Friday, March 31st 2017

AMD's RX Vega to Feature 4 GB and 8 GB Memory

It looks like AMD is confident enough on its HBC (High-Bandwidth Cache) and HBCC (High-Bandwidth Cache Controller) technology, and other assorted improvements to overall Vega memory management, to consider 4 GB as enough memory for high-performance gaming and applications. On a Beijing tech summit, AMD announced that its RX Vega cards (the highest performers in their next generation product stack, which features rebrands of their RX 400 line series of cards to th new RX 500) will come in at 4 GB and 8 GB HBM 2 (512 GB/s) memory amounts. The HBCC looks to ensure that we don't see a repeat of AMD's Fury X video card, which featured first generation HBM (High-Bandwidth memory), at the time limited to 4 GB stacks. But lacking extensive memory management improvements meant that the Fury X sometimes struggled on memory-heavy workloads.

If the company's Vega architecture deep dive is anything to go by, they may be right: remember that AMD put out a graph showing how the memory allocation is almost twice as big as the actual amount of memory used - and its here, with smarter, improved memory management and allocation, that AMD is looking to make do with only 4 GB of video memory (which is still more than enough for most games, mind you). This could be a turn of the screw moment for all that "more is always better" philosophy.
Add your own comment

52 Comments on AMD's RX Vega to Feature 4 GB and 8 GB Memory

#26
Prima.Vera
Guys relax. 4GB of VRAM is plenty enough for 1080p, on which those 4GB cards will probably aim. Since MSAA is quickly replaced by FXAA/SMAA and new texture and color compression algorithms are getting better, no need to dramatize about low VRAM.
Posted on Reply
#27
FordGT90Concept
"I go fast!1!11!1!"
Vega is not aimed at 1920x1080, it is aimed at 2560x1440 and up. RX 480/580 is sufficient for 1920x1080.

The reason for huge pools of memory is because of massive textures and models which have sharply been increasing since PS4 and XB1 released. Selling a premium card with budget amounts of memory makes no sense.
Captain_TomAMD claims to have new tech that allows for half as much memory to be used as normal. If that's true, then a 4GB model is more than viable. In fact I would say this kinda confirms that AMD is confident it will work. They wouldn't do it otherwise...
Developers will do whatever they want to. AMD is banking on them implementing their optimizations to reduce the memory footprint. Very few titles will.

Some games don't use >4 GiB of VRAM but some do and with every passing year, the latter group gets bigger.
Posted on Reply
#28
Captain_Tom
FordGT90ConceptVega is not aimed at 1920x1080, it is aimed at 2560x1440 and up. RX 480/580 is sufficient for 1920x1080.

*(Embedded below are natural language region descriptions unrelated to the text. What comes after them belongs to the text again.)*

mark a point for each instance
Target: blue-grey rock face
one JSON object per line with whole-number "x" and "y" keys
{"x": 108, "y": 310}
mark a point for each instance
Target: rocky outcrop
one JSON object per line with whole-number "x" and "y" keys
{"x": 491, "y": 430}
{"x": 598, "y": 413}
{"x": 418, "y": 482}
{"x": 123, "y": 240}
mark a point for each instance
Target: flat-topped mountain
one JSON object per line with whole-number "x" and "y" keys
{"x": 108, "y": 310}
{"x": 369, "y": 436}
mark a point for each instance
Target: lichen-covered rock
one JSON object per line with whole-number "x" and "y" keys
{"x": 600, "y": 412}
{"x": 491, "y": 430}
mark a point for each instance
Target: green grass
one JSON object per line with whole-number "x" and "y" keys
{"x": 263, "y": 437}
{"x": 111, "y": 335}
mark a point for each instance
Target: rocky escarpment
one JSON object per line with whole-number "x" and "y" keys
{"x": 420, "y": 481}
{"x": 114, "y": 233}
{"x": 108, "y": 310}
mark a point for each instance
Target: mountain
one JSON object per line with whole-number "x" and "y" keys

The reason for huge pools of memory is because of massive textures and models which have sharply been increasing since PS4 and XB1 released. Selling a premium card with budget amounts of memory makes no sense.


Developers will do whatever they want to. AMD is banking on them implementing their optimizations to reduce the memory footprint. Very few titles will.

Some games don't use >4 GiB of VRAM but some do and with every passing year, the latter group gets bigger.
It's not that simple. This is at the architectural level (Just like memory compression, though not the same thing).
Posted on Reply
#29
FordGT90Concept
"I go fast!1!11!1!"
Any assets not loaded into the HBM2 on board memory will see bandwidth drop from 512+ GB/s to ~20 GB/s. More cache means less likely to incur that performance penalty. Even if the architecture is better at deciding what assets are needed in the HBM2 cache, it still going to get it wrong especially when it can only cache half as much.
Posted on Reply
#30
RejZoR
Dude, where were you when HBC was explained and presented? They ran Deus Ex Mankind Divided on RX Vega with VRAM artificially limited to 2GB, to induce a memory capacity issue scenario. And the game still ran smoothly. And I don't get the skepticism, the concept isn't exactly new, it existed years ago in form of HyperMemory for AMD and TurboCache for NVIDIA. It worked very similar, it's just faster and more adaptable now. Plus, things became faster on the system side as well. Faster RAM, triple and quad channel configurations etc
Posted on Reply
#31
FordGT90Concept
"I go fast!1!11!1!"
DXMD has small environments. Games like Shadows of Mordor are a completely different animal.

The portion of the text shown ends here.